How to Establish an Attitude of Gratitude in Kids

How to Establish an Attitude of Gratitude in Kids

It is Thanksgiving week. Naturally, in addition to how to cook the turkey and whether it is “stuffing” or “dressing,” our thoughts turn to gratitude – the giving of thanks.

Did you know that gratitude has to be cultivated? I am not sure I know many human beings born with an innate talent to only see the positive in life, the blessings and the love. Instead, our monkey minds become consumed with every fire that needs put out, every paper cut, and everything we haven’t received.

As adults, we need to work within ourselves to grow gratitude. As parents, we definitely need to do the work of helping our children be grateful. It is HARD.

Our children have limits on media consumption (that’s not new news here). Of course, every time screen time is over, immediately they complain about how they “get less time than EVERY OTHER KID THEIR AGE.” EVERY kid, friends. Clearly, this is ridiculous. And it drives us batty.

It is that sentiment right there (that they would try to say they have it worse than everyone else) that forces us as parents to reach down deep, breath out a sigh of patience, and try to help them learn that they are darn lucky to have ANY screen time at all and not be digging their lunch out of a trash heap. We aren’t sure it’s working, but we feel it’s important to try hard at this.

Cultivate an Attitude of Gratitude in Children

Here are some things, as parents, we can do to help grow an attitude of gratitude in our kids:

 –> Give back to others – and also TALK about and experience how others live. It is easy to go pick a toy from Target at the holiday season and give it to Toys for Tots (and you should), but most children are so far removed from the reality of why those families need those toys.

As mentioned, we love Compassion International and the literature does a fabulous job explaining how children around the world live without scaring or scarring kids. Whatever way you feel comfortable with (books, conversations, church, volunteer opportunities), find gentle ways to expose your children to the world.

–> Have gratitude discussions. Every night, our family shares around the dinner table (or in the car, if we are on the road), “What was your favorite part of the day?” Adults have to answer, too! Our youngest son’s friend at school said she does “sandwiches” with her mom: “a good, a sad, a good” once a day. Take time to say out loud every day what you are grateful for, especially the small moments.

–> Make them write thank you notes! At birthday time, gifts should not be a requirement or an expectation. Receiving a gift should be treated with thankfulness.
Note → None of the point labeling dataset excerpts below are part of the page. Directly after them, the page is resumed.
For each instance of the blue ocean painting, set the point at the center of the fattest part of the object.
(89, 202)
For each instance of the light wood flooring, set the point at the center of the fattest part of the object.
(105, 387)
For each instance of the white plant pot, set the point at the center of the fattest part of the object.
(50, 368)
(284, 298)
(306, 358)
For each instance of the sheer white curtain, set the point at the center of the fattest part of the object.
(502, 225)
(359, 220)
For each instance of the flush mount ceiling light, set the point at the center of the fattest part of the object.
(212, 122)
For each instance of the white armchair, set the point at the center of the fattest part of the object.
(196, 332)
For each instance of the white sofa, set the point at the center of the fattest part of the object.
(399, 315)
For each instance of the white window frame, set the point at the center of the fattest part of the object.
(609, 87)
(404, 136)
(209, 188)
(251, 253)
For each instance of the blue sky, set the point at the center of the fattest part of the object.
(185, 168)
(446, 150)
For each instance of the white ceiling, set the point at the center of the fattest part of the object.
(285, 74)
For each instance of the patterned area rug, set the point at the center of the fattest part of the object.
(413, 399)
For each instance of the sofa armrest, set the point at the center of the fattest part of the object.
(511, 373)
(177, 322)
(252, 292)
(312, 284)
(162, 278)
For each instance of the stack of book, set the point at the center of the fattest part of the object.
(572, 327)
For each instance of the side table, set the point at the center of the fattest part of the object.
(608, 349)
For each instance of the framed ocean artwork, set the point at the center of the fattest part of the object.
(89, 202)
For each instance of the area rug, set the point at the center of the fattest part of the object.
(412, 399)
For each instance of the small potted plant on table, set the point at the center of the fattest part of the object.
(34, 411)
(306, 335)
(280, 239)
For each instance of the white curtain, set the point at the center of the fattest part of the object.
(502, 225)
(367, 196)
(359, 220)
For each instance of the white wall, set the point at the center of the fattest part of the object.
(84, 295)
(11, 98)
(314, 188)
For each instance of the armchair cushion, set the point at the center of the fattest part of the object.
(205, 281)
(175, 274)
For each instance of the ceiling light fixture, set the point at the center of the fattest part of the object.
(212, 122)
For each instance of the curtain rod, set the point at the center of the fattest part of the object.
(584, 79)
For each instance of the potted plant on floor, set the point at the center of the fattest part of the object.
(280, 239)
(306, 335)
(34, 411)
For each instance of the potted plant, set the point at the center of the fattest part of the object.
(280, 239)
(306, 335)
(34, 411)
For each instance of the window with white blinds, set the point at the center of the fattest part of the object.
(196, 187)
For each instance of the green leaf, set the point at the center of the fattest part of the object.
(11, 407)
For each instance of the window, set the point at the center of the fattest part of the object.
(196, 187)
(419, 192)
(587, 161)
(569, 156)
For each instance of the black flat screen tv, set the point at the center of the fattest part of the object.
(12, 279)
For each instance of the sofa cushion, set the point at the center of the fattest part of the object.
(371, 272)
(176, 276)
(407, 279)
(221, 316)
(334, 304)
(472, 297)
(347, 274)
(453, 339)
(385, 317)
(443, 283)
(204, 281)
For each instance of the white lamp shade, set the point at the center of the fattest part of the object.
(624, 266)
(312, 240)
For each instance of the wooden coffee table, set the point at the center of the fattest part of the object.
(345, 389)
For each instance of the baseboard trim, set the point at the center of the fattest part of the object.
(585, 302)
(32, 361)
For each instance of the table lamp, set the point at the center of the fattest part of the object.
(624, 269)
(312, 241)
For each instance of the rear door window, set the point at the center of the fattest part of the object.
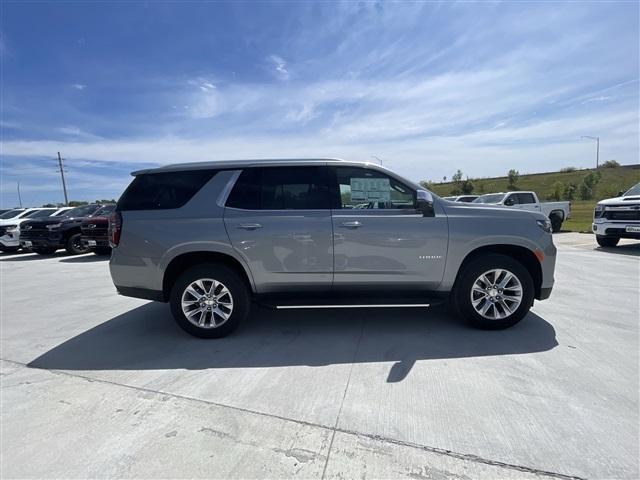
(162, 191)
(281, 188)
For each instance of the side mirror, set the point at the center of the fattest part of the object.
(424, 203)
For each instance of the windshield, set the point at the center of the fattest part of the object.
(80, 211)
(11, 213)
(105, 211)
(40, 213)
(635, 190)
(491, 198)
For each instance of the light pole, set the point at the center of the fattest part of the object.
(597, 139)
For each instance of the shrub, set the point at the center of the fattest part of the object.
(610, 164)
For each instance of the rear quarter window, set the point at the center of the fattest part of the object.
(163, 191)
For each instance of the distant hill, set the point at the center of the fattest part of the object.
(611, 182)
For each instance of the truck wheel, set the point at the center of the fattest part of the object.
(74, 245)
(494, 292)
(209, 301)
(605, 241)
(44, 250)
(556, 223)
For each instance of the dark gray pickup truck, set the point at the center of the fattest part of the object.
(211, 237)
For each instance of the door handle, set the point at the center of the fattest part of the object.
(354, 224)
(249, 226)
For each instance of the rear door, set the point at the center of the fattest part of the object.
(279, 220)
(381, 241)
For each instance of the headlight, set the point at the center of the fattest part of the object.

Our children have to “write” (and age-appropriateness is considered) a thank you card for each gift they receive for their birthdays. We do make exceptions for this at Christmas, but only because we exchange gifts in person. After each gift opening, they are asked to express thanks to the gift-giver.

–> Use printables and journals. If talking about gratitude or remembering yet another thing to do during the day (such as a question at dinner time) is not the way your family operates, there are plenty of options, so don’t worry! Big Life Journal stands out to us as remarkable products trying to help. For a small fee, they are offering printable packets of exercises to encourage a mindset of appreciation and reflection.

–> Let kids help shop. Christmas, especially, gets so kid-focused in our house. They spend time crafting their lists and thinking through what they want. They comb the Target catalog and their eyes light up at commercials. We don’t mind; we remember that feeling as kids ourselves and it is fun! Yet during Christmas shopping, let the kids experience the process of thinking what someone else would like. Talk about what a family member might appreciate.

Let’s be honest: kids are still kids. They can’t be expected to bear the weight of the world and self-centeredness is what they are born with.  Both elements contribute to healthy survival in many ways. But, as they and their minds grow and mature, we can help them become humans who learn to appreciate the good rather than bemoan the tough or unfair.

Because there are so many blessings, little and big, and if we look at the right angle, life is beautiful.